Last evening we sat with someone who was willing to consider our business plan and help us with finding potential partners who may be interested in working with us. He is a person with a genuine interest in wanting to help us. However, Life doesn’t operate with logic alone. Our story particularly defies logic at many points. It is at the same time both miraculous and absurd. As the conversation progressed I noticed that the gentleman was coming down with a scathing critique of our Life so far which bordered on being dismissive of our efforts to rebuild our business and implored us to ‘get out of our comfort zone’. It soon became apparent that my efforts to explain why some things have not worked out the way they logically should have were not being considered. Beyond a point, Vaani and I did not see value in justifying what has been or envisioning, with this gentleman, what will be. We sat back, smiled and remained silent.

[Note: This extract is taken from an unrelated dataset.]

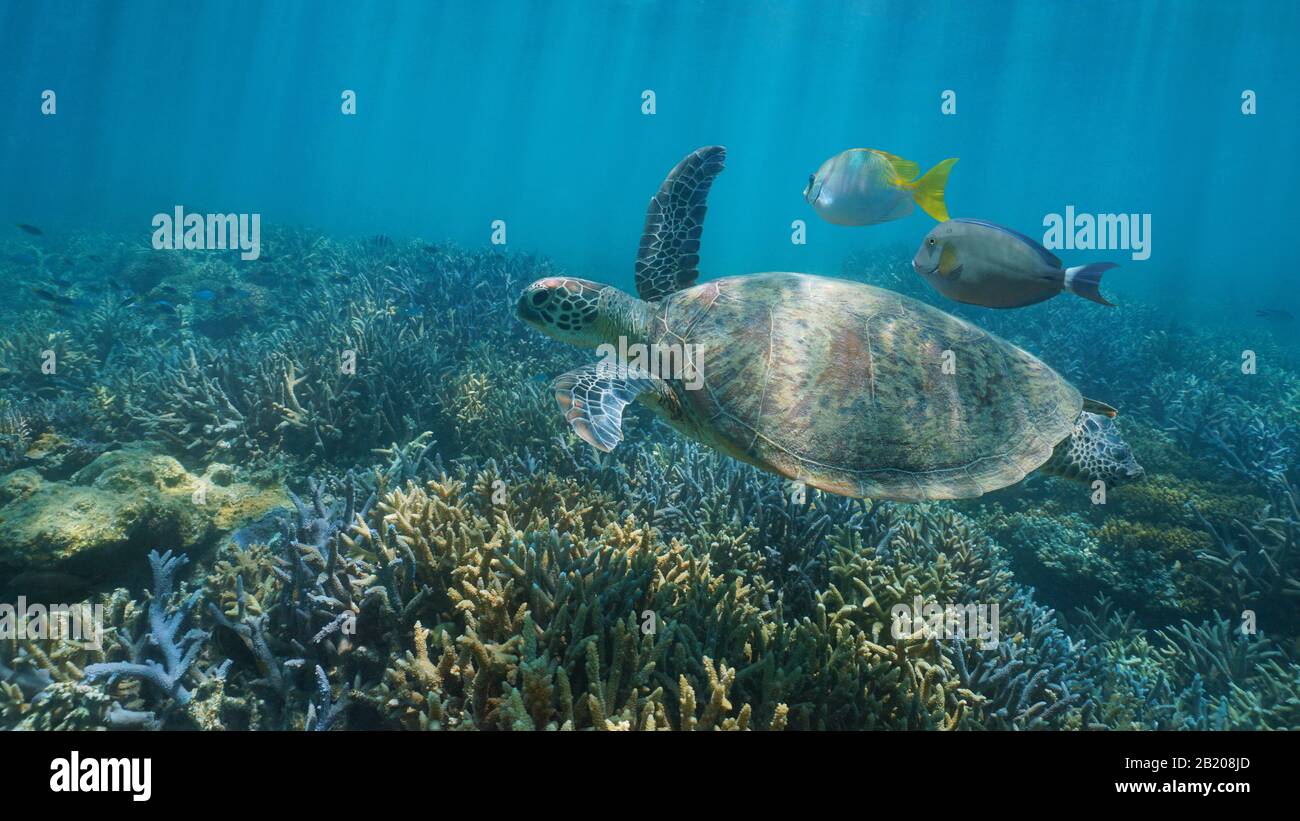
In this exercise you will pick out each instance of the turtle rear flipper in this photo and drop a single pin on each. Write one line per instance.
(593, 399)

I have nothing against this gentleman. He has the noblest of intentions. And what he suggests we do is something we have already been trying to do – with often limited or no success. So, while we see synergy in the direction and options proposed, I still gave up trying to explain and justify because it is not my trip in Life – not anymore – to convince anybody of who we are or what our intentions are. I find arguments and debates totally worthless. It does not matter if you are not seen as doing right or being correct. At least to Vaani and me, it doesn’t matter at all. We know who we are. We know what we are going through. And we know what we are doing to get out of what we are going through. As long as we are true to ourselves, as long as our efforts are genuine, we really have stopped getting frustrated, anxious over wanting – and failing – to convince someone of our intentions.
Whatever disturbs your inner peace must go out of your circle of influence. Even if it is your desire to be seen as doing right and being correct. So, whenever you can’t convince someone, don’t fret, simply smile, fall silent and let things just be!